Additionally, micro-tubing is available for liquid coolant, which is used for modules or chips with standard or medical-grade liquid bearing connectors. Skim coats and thicker substrates might also rely on low-friction coating to aid in assembly and installation. Full mesh, quad star, orthogonal, and other optical data-plane architectures can now be produced with single or multiple-level, skim-coated fiber sheets that are molded together.
Jacquard programmable automated looms can be used to manufacture radiused and angled woven wafts and wefts that support data fibers and other elements.
The FCB and FCBA next-generation developments can be supported by using a combination of Rapier and Jacquard glass-fiber programmable weaving looms. Fiber-circuit layouts are often more streamlined. The designs are application-specific and either more standard and symmetrical or dense and asymmetrical application-specific — while employing thousands of circuit fibers.
New designs typically involve connecting many active silicon-photonic chiplet modules and ASIC optical chips. Advanced designs will likely use SN, SN-MT, and AirMT optical connectors, which are commonly used with newer, pluggable transceiver modules. The miniature looms can create smaller-sized, optical circuit layouts with tiny fibers (similar to tatting laces) for handheld devices.
Woven fiber circuit-board technologies require close attention as the technologies advance to include higher circuit-count optical computing and network solutions. The supply chain is also worth considering. The quartz sand used for data fibers covers about 27% of the earth’s land surface. It can be resourced from several different countries and is easy enough to prospect. However, the copper used is more difficult and costly to mine.

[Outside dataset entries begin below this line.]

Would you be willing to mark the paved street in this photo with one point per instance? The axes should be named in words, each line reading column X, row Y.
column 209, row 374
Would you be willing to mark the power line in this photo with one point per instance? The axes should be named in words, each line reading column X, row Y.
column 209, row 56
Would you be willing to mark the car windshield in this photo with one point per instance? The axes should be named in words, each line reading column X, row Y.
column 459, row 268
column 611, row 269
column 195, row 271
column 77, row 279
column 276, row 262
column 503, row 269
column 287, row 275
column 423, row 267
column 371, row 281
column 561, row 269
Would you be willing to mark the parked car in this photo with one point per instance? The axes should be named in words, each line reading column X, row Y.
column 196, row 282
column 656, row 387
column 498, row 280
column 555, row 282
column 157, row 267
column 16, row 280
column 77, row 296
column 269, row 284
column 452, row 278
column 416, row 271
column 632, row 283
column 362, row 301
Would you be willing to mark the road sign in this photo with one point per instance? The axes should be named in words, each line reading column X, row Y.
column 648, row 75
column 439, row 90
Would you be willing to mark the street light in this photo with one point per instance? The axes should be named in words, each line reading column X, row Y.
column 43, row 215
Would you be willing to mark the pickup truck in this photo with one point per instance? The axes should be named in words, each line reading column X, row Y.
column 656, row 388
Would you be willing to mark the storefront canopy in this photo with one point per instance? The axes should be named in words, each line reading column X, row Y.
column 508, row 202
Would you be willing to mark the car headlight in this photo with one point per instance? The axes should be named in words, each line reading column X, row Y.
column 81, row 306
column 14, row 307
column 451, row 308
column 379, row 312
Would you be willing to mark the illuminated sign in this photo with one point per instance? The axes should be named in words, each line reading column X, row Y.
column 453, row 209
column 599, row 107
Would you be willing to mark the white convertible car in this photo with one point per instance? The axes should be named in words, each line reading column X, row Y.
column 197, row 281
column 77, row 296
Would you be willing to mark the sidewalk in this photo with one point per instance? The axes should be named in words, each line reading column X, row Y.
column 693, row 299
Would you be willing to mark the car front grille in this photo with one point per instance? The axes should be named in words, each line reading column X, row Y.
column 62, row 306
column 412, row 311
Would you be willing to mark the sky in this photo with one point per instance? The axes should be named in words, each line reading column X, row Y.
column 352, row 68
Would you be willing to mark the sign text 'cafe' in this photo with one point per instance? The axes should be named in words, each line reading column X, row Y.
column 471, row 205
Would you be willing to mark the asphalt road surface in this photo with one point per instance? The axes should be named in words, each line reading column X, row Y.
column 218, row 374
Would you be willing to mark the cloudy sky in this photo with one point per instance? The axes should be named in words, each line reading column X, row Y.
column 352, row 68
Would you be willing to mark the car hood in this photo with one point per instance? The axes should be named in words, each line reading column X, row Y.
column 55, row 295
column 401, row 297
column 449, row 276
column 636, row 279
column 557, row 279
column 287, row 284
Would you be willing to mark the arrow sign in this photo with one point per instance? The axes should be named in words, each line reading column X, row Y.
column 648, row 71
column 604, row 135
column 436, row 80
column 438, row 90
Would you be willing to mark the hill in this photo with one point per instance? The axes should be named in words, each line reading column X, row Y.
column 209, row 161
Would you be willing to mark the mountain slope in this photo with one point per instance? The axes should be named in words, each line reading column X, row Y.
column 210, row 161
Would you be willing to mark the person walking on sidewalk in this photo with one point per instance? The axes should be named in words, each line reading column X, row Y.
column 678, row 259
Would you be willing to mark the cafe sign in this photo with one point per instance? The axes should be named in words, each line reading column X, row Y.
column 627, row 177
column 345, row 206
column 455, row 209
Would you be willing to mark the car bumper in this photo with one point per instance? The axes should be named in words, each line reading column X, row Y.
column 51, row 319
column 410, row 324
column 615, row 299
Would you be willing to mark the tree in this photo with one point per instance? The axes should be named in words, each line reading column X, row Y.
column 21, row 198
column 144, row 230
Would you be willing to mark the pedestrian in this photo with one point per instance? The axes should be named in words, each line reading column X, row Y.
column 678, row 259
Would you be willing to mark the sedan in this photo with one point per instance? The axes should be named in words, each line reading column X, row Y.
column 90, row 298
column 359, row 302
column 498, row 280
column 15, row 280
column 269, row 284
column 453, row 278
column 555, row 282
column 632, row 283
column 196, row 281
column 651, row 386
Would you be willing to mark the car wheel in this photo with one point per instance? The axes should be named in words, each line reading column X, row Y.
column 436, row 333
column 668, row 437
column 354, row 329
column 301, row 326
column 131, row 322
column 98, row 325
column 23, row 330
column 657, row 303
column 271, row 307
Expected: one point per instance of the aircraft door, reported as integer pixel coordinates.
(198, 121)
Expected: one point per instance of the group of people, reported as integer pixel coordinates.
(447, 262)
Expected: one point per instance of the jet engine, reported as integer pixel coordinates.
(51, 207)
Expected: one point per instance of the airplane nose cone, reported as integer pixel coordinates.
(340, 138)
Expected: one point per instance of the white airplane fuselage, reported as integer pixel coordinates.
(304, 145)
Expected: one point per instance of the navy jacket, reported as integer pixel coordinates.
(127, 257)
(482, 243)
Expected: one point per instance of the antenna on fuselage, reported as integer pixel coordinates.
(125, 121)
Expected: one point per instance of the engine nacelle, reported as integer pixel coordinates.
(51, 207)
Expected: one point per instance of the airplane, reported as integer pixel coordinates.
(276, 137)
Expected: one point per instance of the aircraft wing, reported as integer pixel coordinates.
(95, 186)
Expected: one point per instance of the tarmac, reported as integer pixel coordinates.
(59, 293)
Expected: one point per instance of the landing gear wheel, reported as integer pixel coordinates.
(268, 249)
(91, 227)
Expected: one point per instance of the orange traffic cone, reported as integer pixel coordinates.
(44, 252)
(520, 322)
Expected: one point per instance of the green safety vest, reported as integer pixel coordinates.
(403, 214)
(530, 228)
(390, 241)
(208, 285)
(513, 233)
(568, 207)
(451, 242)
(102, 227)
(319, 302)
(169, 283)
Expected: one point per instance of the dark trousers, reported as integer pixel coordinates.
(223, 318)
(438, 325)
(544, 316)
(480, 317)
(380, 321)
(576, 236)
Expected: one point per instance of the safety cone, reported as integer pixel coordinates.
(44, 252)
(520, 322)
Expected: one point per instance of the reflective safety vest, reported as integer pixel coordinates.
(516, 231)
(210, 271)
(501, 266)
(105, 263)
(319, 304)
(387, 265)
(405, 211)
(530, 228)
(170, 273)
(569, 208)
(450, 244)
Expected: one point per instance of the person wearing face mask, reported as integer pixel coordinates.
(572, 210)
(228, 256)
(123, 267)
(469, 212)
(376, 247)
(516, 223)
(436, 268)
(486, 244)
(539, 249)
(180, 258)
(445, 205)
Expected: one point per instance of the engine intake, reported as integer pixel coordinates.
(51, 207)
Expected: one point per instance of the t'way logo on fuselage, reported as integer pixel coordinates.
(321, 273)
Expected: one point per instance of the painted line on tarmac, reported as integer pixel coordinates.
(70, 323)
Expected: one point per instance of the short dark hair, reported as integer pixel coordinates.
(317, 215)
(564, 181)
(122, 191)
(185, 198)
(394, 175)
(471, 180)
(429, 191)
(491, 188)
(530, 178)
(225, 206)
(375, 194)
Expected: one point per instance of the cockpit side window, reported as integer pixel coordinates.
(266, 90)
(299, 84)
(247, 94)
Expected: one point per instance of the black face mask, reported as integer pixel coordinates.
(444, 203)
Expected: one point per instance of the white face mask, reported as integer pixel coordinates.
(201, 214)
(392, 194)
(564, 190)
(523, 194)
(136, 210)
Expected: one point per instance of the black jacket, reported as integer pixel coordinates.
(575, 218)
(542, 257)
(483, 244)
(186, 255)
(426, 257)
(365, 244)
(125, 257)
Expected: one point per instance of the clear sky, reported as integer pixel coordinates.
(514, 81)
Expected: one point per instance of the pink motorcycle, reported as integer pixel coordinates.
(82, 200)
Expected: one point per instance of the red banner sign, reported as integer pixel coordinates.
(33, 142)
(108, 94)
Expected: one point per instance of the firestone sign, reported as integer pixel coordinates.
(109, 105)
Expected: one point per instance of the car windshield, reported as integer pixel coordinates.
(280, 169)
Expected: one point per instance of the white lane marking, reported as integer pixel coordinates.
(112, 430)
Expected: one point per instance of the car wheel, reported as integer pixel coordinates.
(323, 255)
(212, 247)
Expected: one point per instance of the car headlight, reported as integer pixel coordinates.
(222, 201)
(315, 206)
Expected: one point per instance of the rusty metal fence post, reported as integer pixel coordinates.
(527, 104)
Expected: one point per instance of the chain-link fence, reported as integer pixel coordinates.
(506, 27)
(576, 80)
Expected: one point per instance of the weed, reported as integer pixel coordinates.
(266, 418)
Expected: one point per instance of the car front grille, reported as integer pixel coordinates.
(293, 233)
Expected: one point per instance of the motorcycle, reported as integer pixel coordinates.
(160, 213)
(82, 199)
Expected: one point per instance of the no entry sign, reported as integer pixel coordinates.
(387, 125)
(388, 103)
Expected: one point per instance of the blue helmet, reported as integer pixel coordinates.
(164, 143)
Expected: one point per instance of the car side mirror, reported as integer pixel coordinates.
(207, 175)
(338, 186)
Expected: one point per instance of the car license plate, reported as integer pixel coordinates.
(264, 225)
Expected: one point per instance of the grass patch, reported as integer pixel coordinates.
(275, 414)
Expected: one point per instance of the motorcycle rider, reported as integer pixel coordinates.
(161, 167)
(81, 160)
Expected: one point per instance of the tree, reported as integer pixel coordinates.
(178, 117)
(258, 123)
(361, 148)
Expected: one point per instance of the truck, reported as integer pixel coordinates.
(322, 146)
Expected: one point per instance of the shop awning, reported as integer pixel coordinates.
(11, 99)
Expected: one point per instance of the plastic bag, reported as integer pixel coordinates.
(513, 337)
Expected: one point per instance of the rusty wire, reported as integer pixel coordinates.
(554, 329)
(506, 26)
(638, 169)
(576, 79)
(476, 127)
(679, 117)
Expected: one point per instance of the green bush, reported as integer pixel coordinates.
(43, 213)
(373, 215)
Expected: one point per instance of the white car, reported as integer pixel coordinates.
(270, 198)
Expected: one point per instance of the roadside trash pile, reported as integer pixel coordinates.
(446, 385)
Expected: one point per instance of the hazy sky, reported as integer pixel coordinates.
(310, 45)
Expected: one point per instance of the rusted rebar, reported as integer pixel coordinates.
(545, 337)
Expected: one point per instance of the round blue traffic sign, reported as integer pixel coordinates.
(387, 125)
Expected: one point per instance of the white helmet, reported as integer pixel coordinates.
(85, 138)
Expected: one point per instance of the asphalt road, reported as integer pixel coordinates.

Overall, woven fiber-circuit boards can enable advanced, inside-the-box connectivity applications. Though it might be better to use a circular or round optical transmission structure within the whole link system to maintain performance and an affordable budget. At least, this seems preferable to the potential challenges with multiple, round-to-rectangular (or flat) optical circuit transition zones and asynchronous geometry — which could easily lead to link losses or latency delays.
It also seems that large circuit boards and internal optical chip-to-chip, chip-to-modules, chip-to-IO faceplates or midplanes will be key to the success of 212, 224, and 256G per-lane speed rates and increasingly higher-speed applications.
Expect design automation CAE and CAD tools that use DFT and DFM principles to develop further to create woven fiber fabric, high-circuit-count FCBs and FCBAs.